Les travailleurs belges ont fait grève mardi lors de la troisième et plus grande grève générale de l'année contre les propositions de la coalition de droite belge visant à réduire les dépenses publiques alors qu'elle finalise le budget de l'année prochaine.
Afin d'économiser des milliards d'euros, le gouvernement du Premier ministre Bart De Wever veut relever l'âge de la retraite à 67 ans d'ici 2030 et augmenter le nombre de jours travaillés par an avant d'y avoir droit. Selon les estimations du service des pensions d'octobre 2025, ce changement entraînerait une perte moyenne de 318 € par mois sur la pension de retraite des salariés.
Un autre élément clé des coupes budgétaires est la limitation des allocations chômage à deux ans. D'autres réductions, notamment des allocations familiales et du financement des soins de santé, sont prévues, ainsi qu'une hausse de la TVA.
Des attaques contre les protections sur le lieu de travail et un gel de l’indexation des salaires sont également prévus, qui frappent massivement la classe ouvrière, en particulier les travailleurs les moins bien payés et ceux qui travaillent en équipes.
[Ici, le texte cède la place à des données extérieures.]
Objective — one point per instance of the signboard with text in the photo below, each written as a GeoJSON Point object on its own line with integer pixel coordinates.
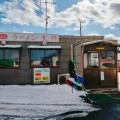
{"type": "Point", "coordinates": [29, 37]}
{"type": "Point", "coordinates": [41, 75]}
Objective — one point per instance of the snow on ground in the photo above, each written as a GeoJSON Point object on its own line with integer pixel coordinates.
{"type": "Point", "coordinates": [40, 101]}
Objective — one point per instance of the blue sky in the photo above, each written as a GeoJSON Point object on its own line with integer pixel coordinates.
{"type": "Point", "coordinates": [97, 17]}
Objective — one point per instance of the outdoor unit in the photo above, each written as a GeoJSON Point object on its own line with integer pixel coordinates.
{"type": "Point", "coordinates": [62, 78]}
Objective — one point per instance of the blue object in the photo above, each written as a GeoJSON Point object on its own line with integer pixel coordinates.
{"type": "Point", "coordinates": [79, 78]}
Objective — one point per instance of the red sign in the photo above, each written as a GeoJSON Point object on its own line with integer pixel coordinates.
{"type": "Point", "coordinates": [37, 74]}
{"type": "Point", "coordinates": [3, 36]}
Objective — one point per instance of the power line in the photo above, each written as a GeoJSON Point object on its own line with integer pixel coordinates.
{"type": "Point", "coordinates": [36, 10]}
{"type": "Point", "coordinates": [24, 8]}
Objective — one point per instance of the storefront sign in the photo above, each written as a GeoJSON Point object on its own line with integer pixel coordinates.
{"type": "Point", "coordinates": [41, 75]}
{"type": "Point", "coordinates": [100, 48]}
{"type": "Point", "coordinates": [29, 37]}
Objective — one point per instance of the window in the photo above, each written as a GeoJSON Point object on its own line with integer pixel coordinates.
{"type": "Point", "coordinates": [9, 58]}
{"type": "Point", "coordinates": [91, 60]}
{"type": "Point", "coordinates": [44, 58]}
{"type": "Point", "coordinates": [107, 59]}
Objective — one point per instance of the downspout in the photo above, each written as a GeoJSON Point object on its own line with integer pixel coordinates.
{"type": "Point", "coordinates": [72, 52]}
{"type": "Point", "coordinates": [82, 59]}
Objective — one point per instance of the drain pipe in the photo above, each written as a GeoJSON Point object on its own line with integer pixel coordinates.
{"type": "Point", "coordinates": [72, 52]}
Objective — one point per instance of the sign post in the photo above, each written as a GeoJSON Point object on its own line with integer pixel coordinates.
{"type": "Point", "coordinates": [41, 75]}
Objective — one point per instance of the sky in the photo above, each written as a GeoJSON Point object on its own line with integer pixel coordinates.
{"type": "Point", "coordinates": [64, 17]}
{"type": "Point", "coordinates": [42, 102]}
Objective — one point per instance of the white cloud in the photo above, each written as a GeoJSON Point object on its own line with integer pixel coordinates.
{"type": "Point", "coordinates": [104, 12]}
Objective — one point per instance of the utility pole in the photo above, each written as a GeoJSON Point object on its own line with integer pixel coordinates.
{"type": "Point", "coordinates": [46, 23]}
{"type": "Point", "coordinates": [81, 27]}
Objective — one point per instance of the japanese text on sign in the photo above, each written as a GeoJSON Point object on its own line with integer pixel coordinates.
{"type": "Point", "coordinates": [29, 37]}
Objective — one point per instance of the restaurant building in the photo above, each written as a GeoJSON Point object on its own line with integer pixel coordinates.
{"type": "Point", "coordinates": [33, 58]}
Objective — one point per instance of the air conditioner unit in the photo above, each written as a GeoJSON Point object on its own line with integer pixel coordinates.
{"type": "Point", "coordinates": [62, 78]}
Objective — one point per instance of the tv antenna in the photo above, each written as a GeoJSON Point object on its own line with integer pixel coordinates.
{"type": "Point", "coordinates": [47, 17]}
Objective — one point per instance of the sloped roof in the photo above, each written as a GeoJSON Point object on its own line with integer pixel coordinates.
{"type": "Point", "coordinates": [101, 41]}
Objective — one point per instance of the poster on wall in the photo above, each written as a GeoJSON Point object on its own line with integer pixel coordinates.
{"type": "Point", "coordinates": [41, 75]}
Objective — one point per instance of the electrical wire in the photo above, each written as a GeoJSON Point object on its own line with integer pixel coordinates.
{"type": "Point", "coordinates": [53, 21]}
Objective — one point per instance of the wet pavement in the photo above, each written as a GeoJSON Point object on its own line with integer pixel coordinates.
{"type": "Point", "coordinates": [107, 112]}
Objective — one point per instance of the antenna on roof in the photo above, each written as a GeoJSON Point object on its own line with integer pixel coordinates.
{"type": "Point", "coordinates": [46, 13]}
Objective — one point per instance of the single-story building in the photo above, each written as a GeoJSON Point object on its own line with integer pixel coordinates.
{"type": "Point", "coordinates": [33, 58]}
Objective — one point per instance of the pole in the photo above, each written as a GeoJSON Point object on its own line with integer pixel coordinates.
{"type": "Point", "coordinates": [46, 17]}
{"type": "Point", "coordinates": [80, 28]}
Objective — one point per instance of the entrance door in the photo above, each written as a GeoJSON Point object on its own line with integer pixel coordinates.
{"type": "Point", "coordinates": [91, 69]}
{"type": "Point", "coordinates": [108, 73]}
{"type": "Point", "coordinates": [100, 69]}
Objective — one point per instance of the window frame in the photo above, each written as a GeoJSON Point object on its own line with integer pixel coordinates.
{"type": "Point", "coordinates": [18, 57]}
{"type": "Point", "coordinates": [46, 66]}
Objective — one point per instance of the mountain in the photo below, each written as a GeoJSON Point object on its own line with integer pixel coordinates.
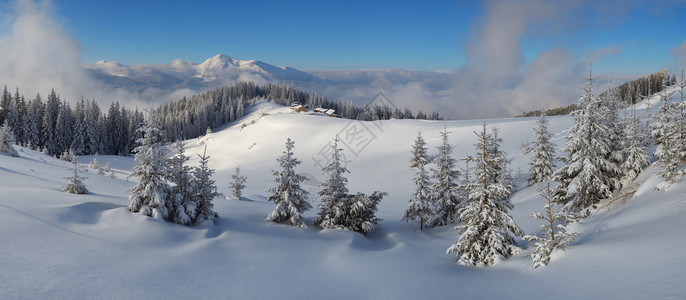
{"type": "Point", "coordinates": [416, 90]}
{"type": "Point", "coordinates": [90, 246]}
{"type": "Point", "coordinates": [214, 71]}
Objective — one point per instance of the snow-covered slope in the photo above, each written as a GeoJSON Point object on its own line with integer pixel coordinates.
{"type": "Point", "coordinates": [70, 246]}
{"type": "Point", "coordinates": [215, 71]}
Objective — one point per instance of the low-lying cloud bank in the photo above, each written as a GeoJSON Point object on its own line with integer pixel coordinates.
{"type": "Point", "coordinates": [37, 54]}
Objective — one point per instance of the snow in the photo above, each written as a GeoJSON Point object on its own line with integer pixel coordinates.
{"type": "Point", "coordinates": [60, 245]}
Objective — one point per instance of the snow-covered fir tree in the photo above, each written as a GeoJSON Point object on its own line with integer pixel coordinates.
{"type": "Point", "coordinates": [421, 205]}
{"type": "Point", "coordinates": [334, 193]}
{"type": "Point", "coordinates": [636, 157]}
{"type": "Point", "coordinates": [150, 196]}
{"type": "Point", "coordinates": [78, 144]}
{"type": "Point", "coordinates": [420, 156]}
{"type": "Point", "coordinates": [182, 193]}
{"type": "Point", "coordinates": [615, 125]}
{"type": "Point", "coordinates": [289, 197]}
{"type": "Point", "coordinates": [445, 187]}
{"type": "Point", "coordinates": [501, 173]}
{"type": "Point", "coordinates": [360, 215]}
{"type": "Point", "coordinates": [32, 123]}
{"type": "Point", "coordinates": [75, 183]}
{"type": "Point", "coordinates": [52, 107]}
{"type": "Point", "coordinates": [488, 227]}
{"type": "Point", "coordinates": [666, 132]}
{"type": "Point", "coordinates": [554, 233]}
{"type": "Point", "coordinates": [237, 183]}
{"type": "Point", "coordinates": [543, 153]}
{"type": "Point", "coordinates": [7, 140]}
{"type": "Point", "coordinates": [587, 175]}
{"type": "Point", "coordinates": [205, 188]}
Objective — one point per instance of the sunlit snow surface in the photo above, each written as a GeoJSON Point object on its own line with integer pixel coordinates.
{"type": "Point", "coordinates": [58, 245]}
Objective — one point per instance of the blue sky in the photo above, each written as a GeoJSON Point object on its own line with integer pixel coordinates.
{"type": "Point", "coordinates": [324, 35]}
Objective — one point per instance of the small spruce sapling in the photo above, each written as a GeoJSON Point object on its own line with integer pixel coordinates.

Le gouvernement cherche à réduire les dépenses publiques de 10 à 20 milliards d'euros d'ici 2029 afin de ramener le déficit fédéral sous l'objectif de 3 pour cent fixé par l'Union européenne. De Wever a déclaré que 10 milliards d'euros de réduction seraient « le minimum requis » par la Commission européenne, même si « davantage serait préférable, si possible».
Le gouvernement refuse d’augmenter les impôts des super-riches et des plus aisés.
La Belgique souhaite également augmenter ses dépenses militaires afin de respecter ses engagements envers l'OTAN. En juillet, le gouvernement a annoncé un programme de dépenses militaires de 33,8 milliards d'euros couvrant la période 2026-2034. Ce programme a fait exploser son précédent objectif, qui était de porter les dépenses militaires à 2 pour cent du PIB d'ici 2029, contre 1,3 pour cent lors de l'arrivée au pouvoir de la coalition.
Le gouvernement, composé de cinq partis menés par le nationaliste flamand De Wever, est arrivé au pouvoir début février après des mois de négociations de coalition suite aux élections de juin dernier. La « coalition Arizona », ainsi nommée en raison de la couleur des partis qui rappelle celle du drapeau de cet Etat américain, regroupe trois partis de la Flandre néerlandophone: la N-VA conservatrice de De Wever, les chrétiens-démocrates centristes et le Vooruit (En avant) social-démocrate. Sont également présents les chrétiens-démocrates Les Engagés et le Mouvement réformiste de droite de la Wallonie francophone.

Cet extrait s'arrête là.